Os dados constam na Lista Mundial da Perseguição 2026, que mostra crescimento da perseguição extrema em 15 países. No topo da lista estão, em ordem: Coreia do Norte, Somália, Iêmen, Sudão, Eritreia, Síria, Nigéria, Paquistão, Líbia e Irã. A Síria teve a piora mais significativa, passando da 18ª para a 6ª posição.
Segundo a ONG, o aumento na Síria foi impulsionado pela violência após a queda do regime de Bashar al-Assad em dezembro de 2024, que abriu espaço para milícias e grupos armados. Ataques a igrejas, fechamento de escolas cristãs e assassinatos tornaram os cristãos mais vulneráveis, contribuindo para um êxodo contínuo. Estima-se que restem 300 mil cristãos no país, contra 1,1 milhão em 2015.

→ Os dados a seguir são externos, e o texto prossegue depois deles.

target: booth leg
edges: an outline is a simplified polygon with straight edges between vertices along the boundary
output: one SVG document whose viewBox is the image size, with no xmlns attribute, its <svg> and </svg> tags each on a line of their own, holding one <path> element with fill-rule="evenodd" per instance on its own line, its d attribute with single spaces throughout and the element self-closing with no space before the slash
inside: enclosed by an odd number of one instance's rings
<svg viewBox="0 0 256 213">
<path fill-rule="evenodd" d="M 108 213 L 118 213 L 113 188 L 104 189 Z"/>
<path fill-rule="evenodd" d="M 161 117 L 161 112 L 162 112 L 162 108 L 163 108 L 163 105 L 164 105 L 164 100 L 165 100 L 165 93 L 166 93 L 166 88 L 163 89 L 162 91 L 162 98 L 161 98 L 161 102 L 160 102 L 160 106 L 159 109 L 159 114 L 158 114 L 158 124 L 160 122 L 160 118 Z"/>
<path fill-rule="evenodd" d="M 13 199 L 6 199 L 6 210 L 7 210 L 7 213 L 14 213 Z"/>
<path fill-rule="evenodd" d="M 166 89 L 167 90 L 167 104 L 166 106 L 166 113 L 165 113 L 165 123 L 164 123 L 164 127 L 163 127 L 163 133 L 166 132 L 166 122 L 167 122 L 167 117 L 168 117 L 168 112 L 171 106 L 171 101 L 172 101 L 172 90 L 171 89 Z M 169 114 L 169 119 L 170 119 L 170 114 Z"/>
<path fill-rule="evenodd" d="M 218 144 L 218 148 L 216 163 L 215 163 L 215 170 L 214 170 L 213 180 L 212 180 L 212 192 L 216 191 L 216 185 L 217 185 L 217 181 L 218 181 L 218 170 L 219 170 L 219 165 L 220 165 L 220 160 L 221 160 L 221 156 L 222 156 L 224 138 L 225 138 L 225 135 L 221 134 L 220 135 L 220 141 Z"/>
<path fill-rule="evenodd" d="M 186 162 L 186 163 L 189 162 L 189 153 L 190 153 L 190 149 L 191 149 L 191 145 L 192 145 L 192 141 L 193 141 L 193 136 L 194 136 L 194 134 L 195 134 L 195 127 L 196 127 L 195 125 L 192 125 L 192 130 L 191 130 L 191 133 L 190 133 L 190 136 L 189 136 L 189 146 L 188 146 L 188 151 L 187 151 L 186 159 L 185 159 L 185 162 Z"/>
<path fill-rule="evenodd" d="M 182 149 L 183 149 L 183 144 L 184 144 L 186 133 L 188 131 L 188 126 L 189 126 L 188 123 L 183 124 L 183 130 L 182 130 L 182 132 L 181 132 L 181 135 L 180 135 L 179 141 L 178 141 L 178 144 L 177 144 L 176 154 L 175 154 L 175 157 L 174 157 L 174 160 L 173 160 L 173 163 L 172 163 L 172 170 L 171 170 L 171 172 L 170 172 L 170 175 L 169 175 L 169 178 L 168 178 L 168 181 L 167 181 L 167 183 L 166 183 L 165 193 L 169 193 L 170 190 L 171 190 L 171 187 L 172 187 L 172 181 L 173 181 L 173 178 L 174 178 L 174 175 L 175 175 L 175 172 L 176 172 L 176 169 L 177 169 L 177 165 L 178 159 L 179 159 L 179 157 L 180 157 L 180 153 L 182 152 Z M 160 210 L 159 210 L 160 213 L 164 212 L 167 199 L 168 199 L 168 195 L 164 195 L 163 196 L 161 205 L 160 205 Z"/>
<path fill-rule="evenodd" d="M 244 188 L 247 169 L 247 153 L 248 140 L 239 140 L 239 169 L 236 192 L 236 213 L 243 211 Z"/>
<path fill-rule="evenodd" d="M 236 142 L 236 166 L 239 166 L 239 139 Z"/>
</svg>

Globalmente, o número de cristãos abusados física ou mentalmente saltou de 54.780 para 67.843 casos, e os forçados a fugir ou se esconder dentro do país devido à fé subiram para 201.427. O relatório aponta uma “tragédia em curso” na Nigéria e na África Subsaariana, que concentra 14 países na lista. Sudão, Nigéria e Mali têm a pontuação máxima para violência, sendo as únicas nações a atingir esse patamar.
Há dez anos, os 12 países subsaarianos na lista somavam 49% da pontuação máxima possível de violência. Em 2026, a pontuação combinada dos 14 países representa 88% do máximo, indicando agravamento da perseguição na região.